This included costs arising from repatriation efforts and operational disruptions relating to the conflict in the Middle East. However, Tui Group still expects to reduce its losses in the second of the two – typically weaker – winter quarters of the year by between €5 million and €25 million.
Last year, the operator recorded a €207 million second-quarter loss in underlying earnings before interest and tax. Tui will publish its full second-quarter / first-half results on 13 May.
Tui said despite "strong operational improvement" in the first-half of its 2026 full financial year (six months to the end of March), "the ongoing conflict in the Middle East and the uncertainty surrounding its duration continue to limit near-term visibility and drive consumer caution".
While its stated ambition remains to deliver full-year earnings before tax and interest "towards the level" of last year's €1.4 billion, Tui said "against this background", it has adjusted its guidance to earnings in the range of €1.1 billion to €1.4 billion. Prior guidance was for a 7% to 10% uplift in against last year's €1.4 billion.
'Volatile backdrop'
With concerns in Europe over fuel supplies owing to the ongoing closure of the Strait of Hormuz, Tui revealed that as of 15 April, it was 83% hedged on fuel for summer 2026 and 62% for winter 2026/27. It is also 80% hedged on fuel costs for its cruise businesses for the remainder of its 2026 full-year.
"Despite the volatile geopolitical backdrop, Tui remains well positioned," it said. "The group’s strong financial position and robust balance sheet provide flexibility to navigate the current environment."
Tui successfully repatriated around 10,000 guests in March after US and Israeli strikes on Iran, and retaliatory attacks, brought war to the wider Middle East region.
This included approximately 5,000 passengers onboard Mein Schiff 4 in Abu Dhabi and Mein Schiff 5 in Doha, and around 5,000 guests from European source markets, plus a further 1,500 members of crew. The two ships left the Persian Gulf at the weekend and will now embark on their summer seasons in the Mediterranean, starting mid-May.

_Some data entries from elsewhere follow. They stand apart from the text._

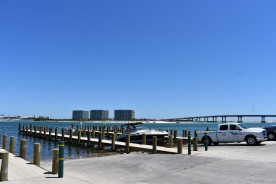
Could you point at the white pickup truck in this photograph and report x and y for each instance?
(233, 132)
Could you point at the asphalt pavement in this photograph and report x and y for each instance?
(225, 163)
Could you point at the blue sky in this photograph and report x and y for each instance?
(163, 59)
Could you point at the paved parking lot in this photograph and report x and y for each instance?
(226, 163)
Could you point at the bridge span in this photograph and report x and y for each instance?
(223, 118)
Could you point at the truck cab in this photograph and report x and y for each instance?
(234, 132)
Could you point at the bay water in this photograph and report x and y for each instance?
(75, 152)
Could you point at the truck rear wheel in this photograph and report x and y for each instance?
(251, 140)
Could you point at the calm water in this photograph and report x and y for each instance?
(73, 152)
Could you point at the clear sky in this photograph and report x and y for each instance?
(163, 59)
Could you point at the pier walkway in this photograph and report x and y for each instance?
(226, 163)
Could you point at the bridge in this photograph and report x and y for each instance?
(223, 118)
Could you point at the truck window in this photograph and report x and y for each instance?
(223, 127)
(234, 127)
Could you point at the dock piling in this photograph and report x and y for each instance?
(55, 161)
(5, 141)
(61, 160)
(179, 146)
(4, 155)
(154, 144)
(12, 143)
(36, 156)
(22, 153)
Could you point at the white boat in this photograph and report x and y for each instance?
(136, 130)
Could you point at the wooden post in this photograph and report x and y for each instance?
(179, 146)
(195, 144)
(144, 139)
(93, 134)
(36, 156)
(113, 142)
(5, 141)
(24, 129)
(154, 144)
(195, 134)
(4, 166)
(62, 134)
(35, 130)
(185, 133)
(70, 135)
(103, 133)
(56, 132)
(55, 161)
(50, 133)
(170, 141)
(12, 143)
(174, 136)
(127, 143)
(40, 130)
(189, 143)
(19, 127)
(22, 153)
(88, 139)
(100, 141)
(79, 137)
(44, 130)
(31, 129)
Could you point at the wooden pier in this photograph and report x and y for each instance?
(92, 138)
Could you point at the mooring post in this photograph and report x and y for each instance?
(100, 141)
(19, 127)
(22, 153)
(179, 146)
(88, 138)
(61, 160)
(189, 143)
(55, 161)
(183, 133)
(79, 137)
(127, 143)
(93, 134)
(35, 129)
(12, 143)
(154, 144)
(4, 155)
(174, 136)
(36, 156)
(170, 141)
(195, 144)
(62, 134)
(70, 135)
(113, 142)
(40, 129)
(5, 141)
(31, 129)
(116, 135)
(50, 133)
(206, 141)
(44, 132)
(144, 139)
(56, 132)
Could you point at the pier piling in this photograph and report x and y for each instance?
(12, 143)
(5, 141)
(36, 156)
(55, 161)
(22, 153)
(4, 155)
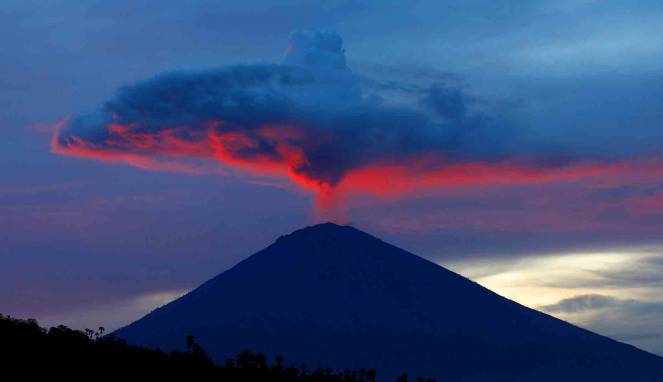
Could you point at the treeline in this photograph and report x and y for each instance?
(30, 350)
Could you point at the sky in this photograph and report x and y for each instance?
(147, 146)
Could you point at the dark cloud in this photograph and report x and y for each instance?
(309, 118)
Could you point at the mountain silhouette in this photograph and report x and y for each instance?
(334, 296)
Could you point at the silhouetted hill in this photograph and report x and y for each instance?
(333, 295)
(29, 352)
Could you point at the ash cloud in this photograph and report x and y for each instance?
(308, 118)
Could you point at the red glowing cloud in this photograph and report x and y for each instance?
(165, 148)
(309, 121)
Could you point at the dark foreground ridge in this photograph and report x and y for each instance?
(29, 351)
(332, 295)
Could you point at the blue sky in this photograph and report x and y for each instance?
(570, 82)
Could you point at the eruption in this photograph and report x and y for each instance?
(310, 119)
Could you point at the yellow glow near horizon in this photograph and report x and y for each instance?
(544, 280)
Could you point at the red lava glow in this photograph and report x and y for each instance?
(165, 150)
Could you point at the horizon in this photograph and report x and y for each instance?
(148, 148)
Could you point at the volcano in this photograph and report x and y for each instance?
(334, 296)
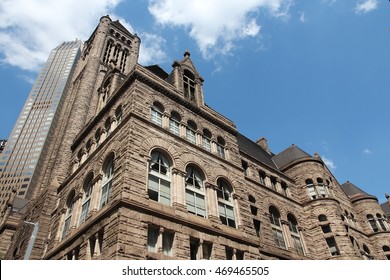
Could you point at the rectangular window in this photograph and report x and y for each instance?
(84, 211)
(195, 203)
(226, 214)
(279, 239)
(174, 126)
(194, 247)
(221, 151)
(332, 246)
(297, 244)
(159, 190)
(156, 117)
(66, 227)
(206, 250)
(312, 191)
(167, 243)
(256, 224)
(322, 190)
(153, 233)
(326, 229)
(206, 144)
(191, 136)
(105, 194)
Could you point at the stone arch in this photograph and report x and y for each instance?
(152, 143)
(188, 158)
(219, 172)
(269, 201)
(320, 211)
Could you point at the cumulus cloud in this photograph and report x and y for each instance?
(151, 49)
(329, 2)
(366, 6)
(329, 162)
(367, 151)
(302, 18)
(29, 30)
(216, 25)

"Trading for the remainder of our Tui Cruises as well as the Marella Cruises fleet continues to reflect a sustained, strong booking environment, following a very positive wave season," Tui insisted.
Shift from east to west
Across its operator, airline and hotels and resorts divisions, Tui acknowledged the geopolitical situation has led to "a partial shift" in customer demand from the eastern Med to the west, "with customers demonstrating increased caution and booking closer to departure dates".
As a result, booked revenue for summer 2026 is running 7% behind last year, while hotel occupancy for the second-half of the year – peak summer – is 7% lower than last year.
"This development is driven by the impact of the Iran war particularly in Turkey, Cyprus and Egypt, as well as by the aftermath of the hurricane in the Caribbean," Tui added.